Para cuando se acostó junto a Emma ya había anochecido. La oscuridad se cernió sobre ellos y el silencio prevaleció. De súbito, Tovalín percibió la ansiedad de Emma. Abrió los ojos de inmediato y la vio agitándose. Seguía dormida, pero era claro que padecía un sueño alarmante. La sacudió con vehemencia para despertarla y, cuando al fin lo logró, le pareció que la salvaba de un destino horrendo. Emma estaba pálida y jadeaba. Miró con espanto alrededor y luego echó los brazos al cuello de su marido. Él procuró tranquilizarla con palabras dulces, enfatizando que todo había sido una pesadilla. Pero Emma no estuvo de acuerdo. Señaló que había sido “demasiado real”, como si hubiera estado ocurriendo. Tovalín le pidió que se explicara.
Emma contó la pesadilla. Estaban los dos justamente donde se hallaban, durmiendo uno al lado del otro. Entonces la puerta se abrió entre crujidos y entraron dos figuras. Una de ellas era mujer, mientras que la otra no pudo ser identificada, aunque fue la única que habló. La mujer, una anciana cuajada de arrugas, con escaso pelo blanco, boca desdentada y nariz prominente, se inclinó sobre Emma y la miró a los ojos. Emma no podía hablar ni moverse, justo cuando su afán era gritar de horror y sacudir a su marido para despertarlo. La anciana extendió una mano hacia Emma y empezó a respirar agitadamente. La otra figura, no más que una silueta que oscilaba sin parar, dijo con voz cavernosa:
—Ella no.
Su indicación no fue atendida, pues la anciana pretendió posar la mano sobre el pecho de Emma.
—Ella no —repitió enérgicamente la figura—. Está embarazada.

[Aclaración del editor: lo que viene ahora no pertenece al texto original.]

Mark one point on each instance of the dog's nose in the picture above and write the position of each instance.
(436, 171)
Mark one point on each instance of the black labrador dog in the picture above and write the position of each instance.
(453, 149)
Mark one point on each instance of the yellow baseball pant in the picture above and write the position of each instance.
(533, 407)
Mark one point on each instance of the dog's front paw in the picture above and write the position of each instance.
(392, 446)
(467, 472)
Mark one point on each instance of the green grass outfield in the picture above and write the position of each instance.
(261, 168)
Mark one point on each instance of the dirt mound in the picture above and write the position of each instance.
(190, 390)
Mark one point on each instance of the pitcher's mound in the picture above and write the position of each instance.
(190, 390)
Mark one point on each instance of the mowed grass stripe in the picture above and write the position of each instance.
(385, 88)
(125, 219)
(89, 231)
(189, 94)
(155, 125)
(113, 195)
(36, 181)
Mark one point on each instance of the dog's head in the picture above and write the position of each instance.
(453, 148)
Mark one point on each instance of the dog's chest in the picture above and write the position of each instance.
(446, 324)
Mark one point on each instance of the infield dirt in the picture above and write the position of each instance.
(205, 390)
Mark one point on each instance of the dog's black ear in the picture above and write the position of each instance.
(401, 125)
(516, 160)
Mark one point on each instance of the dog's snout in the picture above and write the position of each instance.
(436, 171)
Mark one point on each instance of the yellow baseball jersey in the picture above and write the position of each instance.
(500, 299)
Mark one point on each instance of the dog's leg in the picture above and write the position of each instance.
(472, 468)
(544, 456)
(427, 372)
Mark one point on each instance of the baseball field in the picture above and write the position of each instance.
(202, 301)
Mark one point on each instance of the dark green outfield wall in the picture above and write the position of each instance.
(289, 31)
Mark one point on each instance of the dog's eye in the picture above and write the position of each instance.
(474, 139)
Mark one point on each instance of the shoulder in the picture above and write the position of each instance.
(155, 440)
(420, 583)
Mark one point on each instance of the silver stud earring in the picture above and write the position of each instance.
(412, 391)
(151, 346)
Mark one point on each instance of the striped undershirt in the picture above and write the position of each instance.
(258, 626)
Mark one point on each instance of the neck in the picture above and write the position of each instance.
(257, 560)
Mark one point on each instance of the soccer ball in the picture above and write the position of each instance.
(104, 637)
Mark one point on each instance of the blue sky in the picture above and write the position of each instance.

El vejestorio retiró la mano a regañadientes y, cuando clavó la vista en Tovalín, el terror culminó. Emma había despertado. Tras contar la experiencia aparentó más tranquilidad, pero volvió a perderla al notar el estado de su marido. Tovalín había palidecido, sus labios temblaban y sus manos se habían congelado.
—¿Qué pasa? —preguntó Emma—. ¿Qué tienes?
—Viste a mi tía Eduviges —contestó el interpelado.
Tuvo que narrar la reciente muerte de aquella mujer, y añadir que en el cuarto donde estaban se había suicidado Raquel, la otra tía, quien perdiera la razón por no haber podido nunca tener un hijo. Desde entonces, la fatalidad obligaba a los visitantes a ocupar esa habitación, pero nadie había podido dormir en paz durante toda una noche.